A brief pause to acknowledge the election:
Fear vs. love? Love wins.
Remember your vote matters
Together we’ll rise
*We’re almost there, guys. Hang tight.
About 50 days ago I made a commitment to myself to write a blog post every day for an entire year. Most people do 30, 50 or 100 day challenges, but I said “No, I need to be on my ‘A” game with writing. I need to post something every day.” The word post was loose too. It could be anything- a quote, comedy piece, meme video- anything that felt right to post that day. I didn’t want to give myself any sort of limitations except I had to create something every day; it would be a lesson in holding myself accountable for commitments and putting myself out there. When I told people what I was doing they typically responded with “That’s great- but it’s a lot of work. Let’s see how long you can keep it up for.” And of course my very stubborn and driven self would say silently “It’s a lot of work, but I will push forward. Don’t underestimate me” Then smile – because that’s what I do.

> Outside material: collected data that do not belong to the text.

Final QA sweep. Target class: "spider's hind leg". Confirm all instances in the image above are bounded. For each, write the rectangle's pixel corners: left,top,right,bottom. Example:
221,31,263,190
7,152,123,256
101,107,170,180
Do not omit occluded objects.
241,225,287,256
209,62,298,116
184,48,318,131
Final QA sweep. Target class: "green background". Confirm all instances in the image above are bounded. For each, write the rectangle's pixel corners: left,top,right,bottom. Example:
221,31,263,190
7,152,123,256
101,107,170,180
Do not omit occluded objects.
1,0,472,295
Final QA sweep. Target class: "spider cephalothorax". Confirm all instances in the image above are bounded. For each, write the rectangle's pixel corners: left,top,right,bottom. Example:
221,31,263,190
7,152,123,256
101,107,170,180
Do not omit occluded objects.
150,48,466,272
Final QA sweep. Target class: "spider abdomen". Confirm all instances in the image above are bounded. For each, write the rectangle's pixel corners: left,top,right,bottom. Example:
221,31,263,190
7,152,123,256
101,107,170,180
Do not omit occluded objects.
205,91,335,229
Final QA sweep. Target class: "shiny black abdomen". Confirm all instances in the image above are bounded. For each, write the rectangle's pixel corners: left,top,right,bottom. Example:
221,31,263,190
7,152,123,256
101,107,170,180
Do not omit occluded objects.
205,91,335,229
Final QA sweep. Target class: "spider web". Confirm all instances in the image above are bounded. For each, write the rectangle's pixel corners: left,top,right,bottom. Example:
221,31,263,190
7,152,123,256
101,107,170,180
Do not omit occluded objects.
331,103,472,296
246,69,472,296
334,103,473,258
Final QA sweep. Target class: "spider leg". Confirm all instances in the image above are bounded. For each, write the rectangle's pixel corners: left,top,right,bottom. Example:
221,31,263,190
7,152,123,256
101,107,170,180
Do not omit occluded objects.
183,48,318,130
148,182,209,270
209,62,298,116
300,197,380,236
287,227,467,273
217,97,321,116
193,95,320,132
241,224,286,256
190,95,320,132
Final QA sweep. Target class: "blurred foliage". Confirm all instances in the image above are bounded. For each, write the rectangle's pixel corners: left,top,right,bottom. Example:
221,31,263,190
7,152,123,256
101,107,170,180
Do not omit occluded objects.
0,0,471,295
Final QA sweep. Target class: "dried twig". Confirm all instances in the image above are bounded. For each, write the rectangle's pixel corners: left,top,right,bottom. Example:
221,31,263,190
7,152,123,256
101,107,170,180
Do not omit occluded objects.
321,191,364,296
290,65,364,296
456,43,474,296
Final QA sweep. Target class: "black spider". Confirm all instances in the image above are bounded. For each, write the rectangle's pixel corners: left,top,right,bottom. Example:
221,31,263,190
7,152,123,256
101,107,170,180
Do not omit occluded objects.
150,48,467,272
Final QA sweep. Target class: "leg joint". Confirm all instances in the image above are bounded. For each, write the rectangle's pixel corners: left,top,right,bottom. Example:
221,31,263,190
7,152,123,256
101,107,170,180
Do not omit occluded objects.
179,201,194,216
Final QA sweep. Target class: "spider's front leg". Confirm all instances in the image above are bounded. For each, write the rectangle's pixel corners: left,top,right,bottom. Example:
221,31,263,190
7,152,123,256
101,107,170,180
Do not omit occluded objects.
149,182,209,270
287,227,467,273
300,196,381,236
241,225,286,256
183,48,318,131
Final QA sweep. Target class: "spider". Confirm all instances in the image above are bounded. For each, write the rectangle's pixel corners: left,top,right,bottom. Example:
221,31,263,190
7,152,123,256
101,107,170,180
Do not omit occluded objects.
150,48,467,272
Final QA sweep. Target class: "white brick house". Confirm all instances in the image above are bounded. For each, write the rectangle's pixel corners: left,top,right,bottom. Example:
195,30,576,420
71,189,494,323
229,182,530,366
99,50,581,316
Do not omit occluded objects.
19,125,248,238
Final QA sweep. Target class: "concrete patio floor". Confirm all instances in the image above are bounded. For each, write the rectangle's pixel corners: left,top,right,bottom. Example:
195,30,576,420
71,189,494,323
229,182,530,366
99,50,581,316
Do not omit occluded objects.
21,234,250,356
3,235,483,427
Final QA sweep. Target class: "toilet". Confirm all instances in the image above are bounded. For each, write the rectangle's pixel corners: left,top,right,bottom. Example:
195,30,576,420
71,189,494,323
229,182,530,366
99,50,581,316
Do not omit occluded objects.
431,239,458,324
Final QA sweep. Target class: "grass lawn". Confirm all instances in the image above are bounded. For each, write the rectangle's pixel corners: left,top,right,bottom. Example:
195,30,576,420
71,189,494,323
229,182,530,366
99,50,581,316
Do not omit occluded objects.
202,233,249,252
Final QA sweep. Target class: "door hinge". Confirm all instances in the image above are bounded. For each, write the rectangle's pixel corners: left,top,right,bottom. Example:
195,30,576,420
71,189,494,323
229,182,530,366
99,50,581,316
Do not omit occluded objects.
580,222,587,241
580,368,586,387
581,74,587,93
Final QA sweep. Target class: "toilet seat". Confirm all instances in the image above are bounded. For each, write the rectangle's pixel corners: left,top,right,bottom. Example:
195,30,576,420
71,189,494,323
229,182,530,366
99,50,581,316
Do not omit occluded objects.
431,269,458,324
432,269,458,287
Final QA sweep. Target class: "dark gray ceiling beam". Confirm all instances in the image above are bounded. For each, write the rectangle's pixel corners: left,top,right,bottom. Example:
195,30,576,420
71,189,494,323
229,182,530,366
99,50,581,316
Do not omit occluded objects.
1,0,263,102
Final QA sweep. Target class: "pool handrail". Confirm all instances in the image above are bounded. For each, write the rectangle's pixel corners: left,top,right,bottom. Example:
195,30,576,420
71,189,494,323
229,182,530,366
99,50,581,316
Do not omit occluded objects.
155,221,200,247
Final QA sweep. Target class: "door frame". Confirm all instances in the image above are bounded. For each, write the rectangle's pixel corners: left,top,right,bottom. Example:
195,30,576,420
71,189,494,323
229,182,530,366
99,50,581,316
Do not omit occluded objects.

Smile and give myself a silent pep talk.
Then life happened. I had other projects I started developing, work commitments, etc. I used to look forward to writing to my blog and now it became a burden. Giving myself the goal of creating something everything day was great until I was getting home at 11pm from rehearsal and staring at my computer saying to myself, “You made your bed, now you have to lay in it.” Kind of cruel, right? If I have the opportunity and privilege to share my voice- it should be well thought out and executed. Work will always be imperfect and it’s our job to show our work, but not when it becomes consistently rushed and coming from a place of, “too bad, you made this promise to yourself and have to follow through.” There’s definitely value in that and necessary areas in my life, but there’s also great value in being honest with myself and admitting, “Well, I tried really hard to meet these expectations and they are not realistic anymore.” I can either continue posting (sometimes) half-assed work everyday or post well-thought out work a few times a week. I am choosing the ladder.
I am proud of myself for setting an ambitious goal, but even more proud for admitting I failed to reach it and can adjust my expectations. My new goal is to post at least once a week no matter what and see what happens. I may post every day one week or post a few times the next- as long as I meet my once a week deadline. Maybe in the future I can commit to this 100%, but sometimes I need to train steadily before I sign up for a writing marathon. This is a lot more manageable and can give my other creative children that time they deserve, too. Creative parenting is a very real thing.
I’ve failed and it feels great. Embracing it, and having the opportunity to see what works and doesn’t work. I’m a newbie to all of this and hopefully can work toward posting thoughtful material every day.
Phew. I feel like I just took my emotional top off. Always trying my best to keep it real here. Let’s see what happens!
Hamilton at the White House. Amazing!